# AI Training Guide for Sansqrit

This package is organized so language models can learn Sansqrit syntax, common quantum patterns and Python API mappings.

## Recommended corpus fields

- `instruction`: natural-language task.
- `sansqrit_code`: `.sq` solution.
- `python_equivalent`: Python API solution.
- `expected_behavior`: probabilities, counts shape, QASM output or explanation.
- `concepts`: gates, sparse simulation, sharding, lookup, algorithm family.
- `difficulty`: beginner, intermediate, advanced.

## Example record

```json
{
  "instruction": "Create a Bell state and sample it 1000 times.",
  "sansqrit_code": "simulate(2) { let q = quantum_register(2) H(q[0]) CNOT(q[0], q[1]) print(measure_all(q, shots=1000)) }",
  "python_equivalent": "engine = QuantumEngine.create(2); engine.H(0); engine.CNOT(0,1); engine.measure_all(1000)",
  "concepts": ["H", "CNOT", "entanglement", "measurement"],
  "difficulty": "beginner"
}
```

## Positive examples to train

- Convert English to Sansqrit DSL.
- Convert Sansqrit DSL to Python API.
- Explain a circuit.
- Predict high-level probability structure.
- Export a circuit to OpenQASM.
- Choose sparse vs sharded vs threaded backend.
- Detect invalid qubit indexes or bad gate arity.

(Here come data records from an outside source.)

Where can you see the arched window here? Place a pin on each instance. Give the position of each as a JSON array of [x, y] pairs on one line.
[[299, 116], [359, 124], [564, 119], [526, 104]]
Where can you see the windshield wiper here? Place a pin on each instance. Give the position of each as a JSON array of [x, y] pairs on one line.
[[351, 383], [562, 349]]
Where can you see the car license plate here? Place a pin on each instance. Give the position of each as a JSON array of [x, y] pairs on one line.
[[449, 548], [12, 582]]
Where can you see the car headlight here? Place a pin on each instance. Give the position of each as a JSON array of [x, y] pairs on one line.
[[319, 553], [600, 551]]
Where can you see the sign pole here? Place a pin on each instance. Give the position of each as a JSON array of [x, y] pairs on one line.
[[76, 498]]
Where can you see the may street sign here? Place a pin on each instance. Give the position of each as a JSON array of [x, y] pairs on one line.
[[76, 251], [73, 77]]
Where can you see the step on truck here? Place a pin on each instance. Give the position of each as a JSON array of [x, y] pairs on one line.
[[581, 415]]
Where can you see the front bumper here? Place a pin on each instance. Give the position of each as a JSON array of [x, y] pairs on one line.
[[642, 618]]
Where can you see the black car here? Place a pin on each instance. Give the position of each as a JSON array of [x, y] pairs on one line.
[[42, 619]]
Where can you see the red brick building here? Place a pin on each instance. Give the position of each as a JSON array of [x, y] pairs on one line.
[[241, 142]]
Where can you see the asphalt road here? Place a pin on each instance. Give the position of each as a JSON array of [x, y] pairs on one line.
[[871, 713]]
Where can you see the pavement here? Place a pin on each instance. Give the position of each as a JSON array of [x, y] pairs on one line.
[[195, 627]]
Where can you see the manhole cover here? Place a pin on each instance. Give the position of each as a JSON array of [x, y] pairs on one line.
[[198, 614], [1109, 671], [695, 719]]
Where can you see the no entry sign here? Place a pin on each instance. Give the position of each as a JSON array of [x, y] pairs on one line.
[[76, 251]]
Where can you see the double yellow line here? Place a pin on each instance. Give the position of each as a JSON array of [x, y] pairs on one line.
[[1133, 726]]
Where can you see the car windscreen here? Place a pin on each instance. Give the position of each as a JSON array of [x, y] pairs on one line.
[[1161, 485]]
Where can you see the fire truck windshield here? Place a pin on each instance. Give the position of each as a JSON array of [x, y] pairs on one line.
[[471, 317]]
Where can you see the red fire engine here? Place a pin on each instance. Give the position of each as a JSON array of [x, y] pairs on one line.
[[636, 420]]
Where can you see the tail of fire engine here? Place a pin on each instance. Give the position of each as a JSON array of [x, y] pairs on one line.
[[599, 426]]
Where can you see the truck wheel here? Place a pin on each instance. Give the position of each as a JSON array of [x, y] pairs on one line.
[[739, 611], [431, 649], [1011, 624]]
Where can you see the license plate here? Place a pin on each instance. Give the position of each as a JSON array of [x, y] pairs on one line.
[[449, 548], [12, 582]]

## Negative examples to train

- Claiming dense simulation of thousands of fully entangled qubits is feasible.
- Using two identical qubits in a two-qubit gate.
- Treating the DSL runner as a sandbox.
- Forgetting that `q[0]` is little-endian internally.
- Calling algorithms outside their documented educational/reference scope.

## Example folders

Use `examples/*.sq` as supervised examples. They include gate-level circuits, algorithms, sharding, lookup paths, classical functions, pipelines, I/O and QASM export.


## v0.3.0 program corpus

Use `docs/PROGRAM_CORPUS_250.md` for full-source ingestion. The corpus contains 250 Sansqrit programs across sparse, sharded, stabilizer, MPS, noisy, algorithmic, QML, interop, and large-qubit application patterns. Programs 111-140 are specifically 150-qubit real-time sparse applications.

Important training rule: models should learn to distinguish addressable logical qubits from physically dense state simulation. A 150-qubit sparse example can be feasible; `H_all()` on 150 sparse qubits is not feasible on local hardware.